Reinforcement Learning Driven Heuristic Optimization
This addresses the problem of improving heuristic algorithm efficiency for combinatorial optimization tasks, representing an incremental advancement by combining RL with existing heuristics.
The paper tackles the high sample complexity of heuristic algorithms in combinatorial optimization by introducing RLHO, a reinforcement learning framework that generates better initial solutions for heuristics, and demonstrates that it outperforms baselines on the bin packing problem.

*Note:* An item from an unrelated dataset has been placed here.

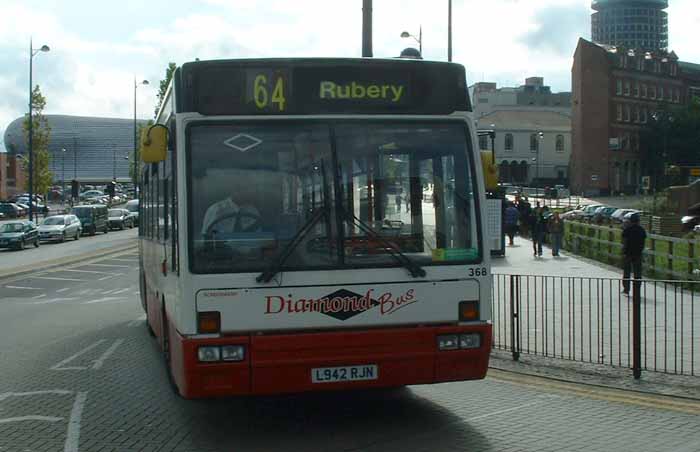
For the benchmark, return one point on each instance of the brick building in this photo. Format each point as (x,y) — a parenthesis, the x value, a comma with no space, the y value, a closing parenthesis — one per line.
(615,92)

Heuristic algorithms such as simulated annealing, Concorde, and METIS are effective and widely used approaches to find solutions to combinatorial optimization problems. However, they are limited by the high sample complexity required to reach a reasonable solution from a cold-start. In this paper, we introduce a novel framework to generate better initial solutions for heuristic algorithms using reinforcement learning (RL), named RLHO. We augment the ability of heuristic algorithms to greedily improve upon an existing initial solution generated by RL, and demonstrate novel results where RL is able to leverage the performance of heuristics as a learning signal to generate better initialization. We apply this framework to Proximal Policy Optimization (PPO) and Simulated Annealing (SA). We conduct a series of experiments on the well-known NP-complete bin packing problem, and show that the RLHO method outperforms our baselines. We show that on the bin packing problem, RL can learn to help heuristics perform even better, allowing us to combine the best parts of both approaches.